Improved estimation of isoform abundance using paired-end reads. (a) Representative gene model with 100-nt first exon, 100-nt skipped exon (exon 5, in white), 150-nt constitutive exons and 600-nt last exon. (b) We simulated reads from the two-isoform gene model shown in a while varying the mean, μ, of the insert length distribution, setting the s.d. $\sigma =\sqrt{\mu }$ to adjust for the higher variability expected in the size selection for longer fragments. Fraction of 1-bit (assignable to only one isoform) paired and single-end reads is plotted (±s.d.). (c) Distribution of errors for paired-end and single-end estimation as coverage increases (measured in RPK). (d) Histogram shows library insert length distribution computed from read pairs mapped to long constitutive 3′ UTRs in a human testes RNA-seq data set.
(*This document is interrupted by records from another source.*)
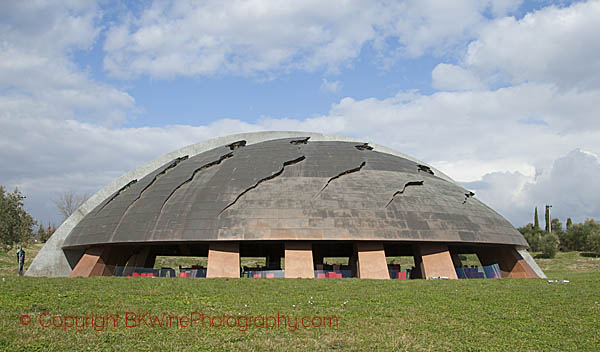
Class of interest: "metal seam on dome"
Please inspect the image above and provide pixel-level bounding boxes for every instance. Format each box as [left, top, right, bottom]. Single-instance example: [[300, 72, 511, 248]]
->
[[96, 179, 137, 214], [226, 139, 246, 150], [157, 153, 233, 213], [111, 155, 189, 240], [463, 191, 475, 204], [385, 180, 423, 208], [290, 137, 310, 145], [219, 155, 306, 215], [313, 161, 367, 198]]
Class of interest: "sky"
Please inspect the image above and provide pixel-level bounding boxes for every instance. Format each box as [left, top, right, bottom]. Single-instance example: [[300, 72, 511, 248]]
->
[[0, 0, 600, 226]]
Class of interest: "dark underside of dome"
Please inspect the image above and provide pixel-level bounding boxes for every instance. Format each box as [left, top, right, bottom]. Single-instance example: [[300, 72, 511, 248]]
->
[[63, 138, 527, 248]]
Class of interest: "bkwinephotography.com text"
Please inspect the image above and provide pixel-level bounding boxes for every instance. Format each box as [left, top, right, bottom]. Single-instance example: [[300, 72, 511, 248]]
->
[[19, 312, 339, 332]]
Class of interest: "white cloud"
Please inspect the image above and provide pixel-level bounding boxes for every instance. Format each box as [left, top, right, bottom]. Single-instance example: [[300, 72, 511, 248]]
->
[[465, 149, 600, 226], [0, 1, 135, 123], [434, 0, 600, 90], [321, 78, 343, 94], [104, 0, 519, 78], [431, 64, 485, 91], [0, 81, 600, 224]]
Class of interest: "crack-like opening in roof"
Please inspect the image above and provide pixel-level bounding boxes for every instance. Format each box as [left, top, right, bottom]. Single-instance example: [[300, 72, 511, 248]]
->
[[290, 137, 310, 145], [219, 155, 306, 215], [314, 161, 367, 198], [463, 191, 475, 204], [385, 181, 423, 208], [160, 153, 233, 213], [417, 164, 433, 175], [96, 179, 137, 214], [226, 140, 246, 150], [112, 155, 189, 236], [354, 143, 373, 150]]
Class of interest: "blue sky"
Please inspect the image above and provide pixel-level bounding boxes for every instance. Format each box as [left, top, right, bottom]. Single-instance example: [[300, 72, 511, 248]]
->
[[0, 0, 600, 226]]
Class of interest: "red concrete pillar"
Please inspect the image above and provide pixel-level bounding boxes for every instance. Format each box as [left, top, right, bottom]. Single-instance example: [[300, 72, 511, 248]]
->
[[69, 246, 129, 277], [206, 242, 240, 278], [285, 241, 315, 279], [414, 243, 458, 279], [354, 242, 390, 280]]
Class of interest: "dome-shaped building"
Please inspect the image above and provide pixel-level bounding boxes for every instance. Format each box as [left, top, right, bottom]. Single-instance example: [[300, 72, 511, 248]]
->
[[27, 132, 544, 279]]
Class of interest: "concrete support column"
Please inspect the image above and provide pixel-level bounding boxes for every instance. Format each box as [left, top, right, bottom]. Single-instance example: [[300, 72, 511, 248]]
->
[[414, 243, 458, 279], [285, 241, 315, 279], [69, 246, 128, 277], [266, 246, 285, 270], [206, 242, 240, 278], [476, 246, 538, 278], [450, 251, 462, 268], [123, 247, 151, 275], [354, 242, 390, 279]]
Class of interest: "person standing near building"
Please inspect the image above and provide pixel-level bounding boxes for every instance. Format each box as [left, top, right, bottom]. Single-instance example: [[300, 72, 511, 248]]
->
[[17, 246, 25, 276]]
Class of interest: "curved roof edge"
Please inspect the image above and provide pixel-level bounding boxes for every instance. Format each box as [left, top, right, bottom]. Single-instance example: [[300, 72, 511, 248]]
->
[[25, 131, 456, 276]]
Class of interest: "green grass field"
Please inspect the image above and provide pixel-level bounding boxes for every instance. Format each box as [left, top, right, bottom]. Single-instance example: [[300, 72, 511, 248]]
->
[[0, 245, 600, 351]]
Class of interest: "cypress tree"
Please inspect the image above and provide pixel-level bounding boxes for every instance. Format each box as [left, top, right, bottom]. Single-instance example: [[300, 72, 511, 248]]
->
[[544, 205, 550, 232]]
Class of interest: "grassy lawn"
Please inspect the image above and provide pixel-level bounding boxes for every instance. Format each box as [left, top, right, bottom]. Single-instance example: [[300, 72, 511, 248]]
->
[[0, 245, 600, 351]]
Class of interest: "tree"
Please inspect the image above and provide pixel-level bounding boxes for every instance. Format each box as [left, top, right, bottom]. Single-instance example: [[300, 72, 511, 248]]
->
[[540, 233, 559, 258], [550, 218, 568, 251], [518, 223, 544, 252], [0, 186, 36, 250], [583, 219, 600, 253], [544, 205, 551, 232], [36, 225, 46, 242], [54, 191, 90, 221], [566, 224, 587, 251]]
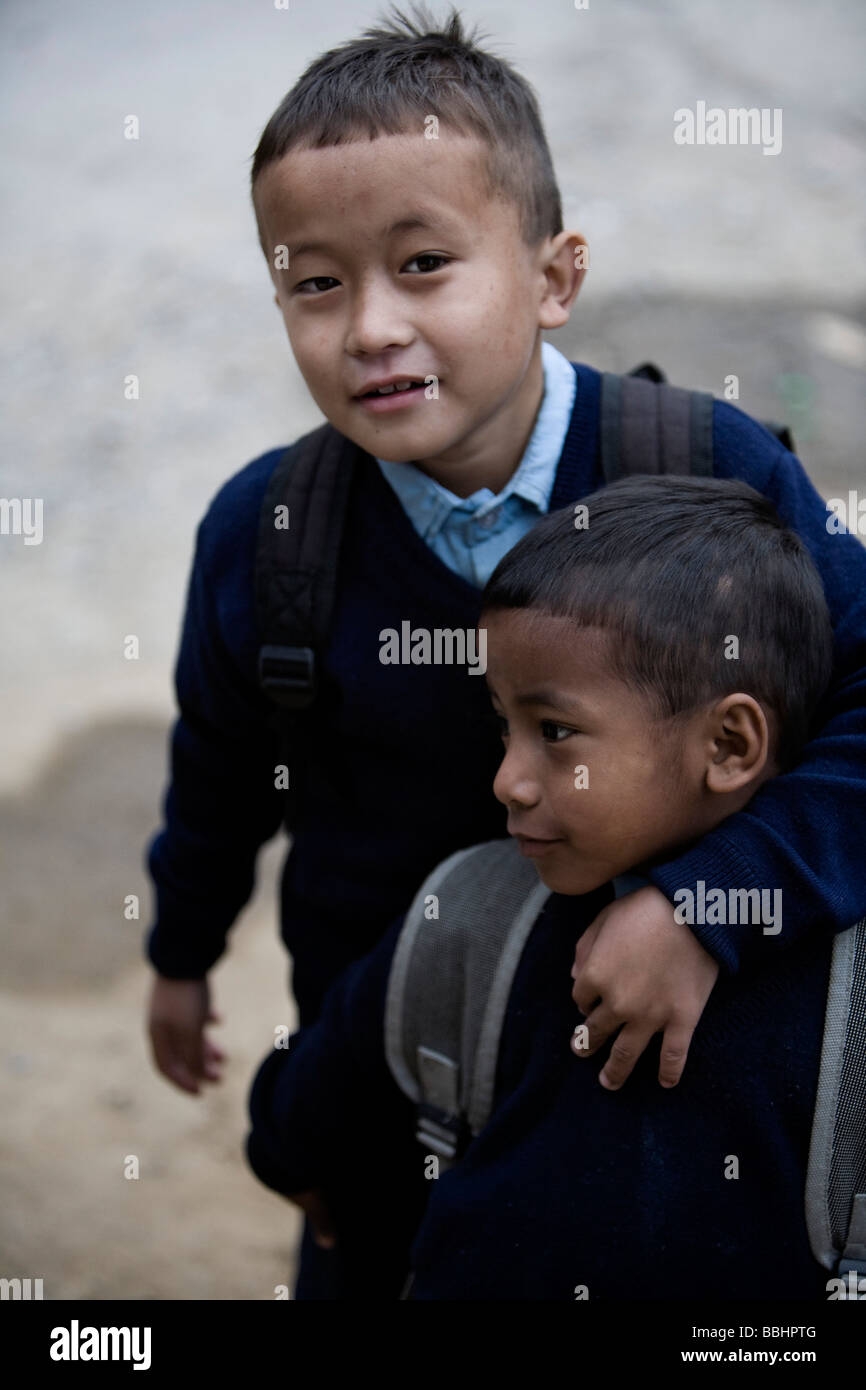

In the example exon trio shown (similar to that in Fig. 1d), the insert length distribution assigns a higher probability to the top (inclusion) isoform than to the bottom (exclusion) isoform, for which the inferred insert length is improbably small. (e) Fraction of assignable 2-bit and 1-bit reads (±s.d.) for paired-end and single-end reads as a function of the number of intervening constitutive exons, k.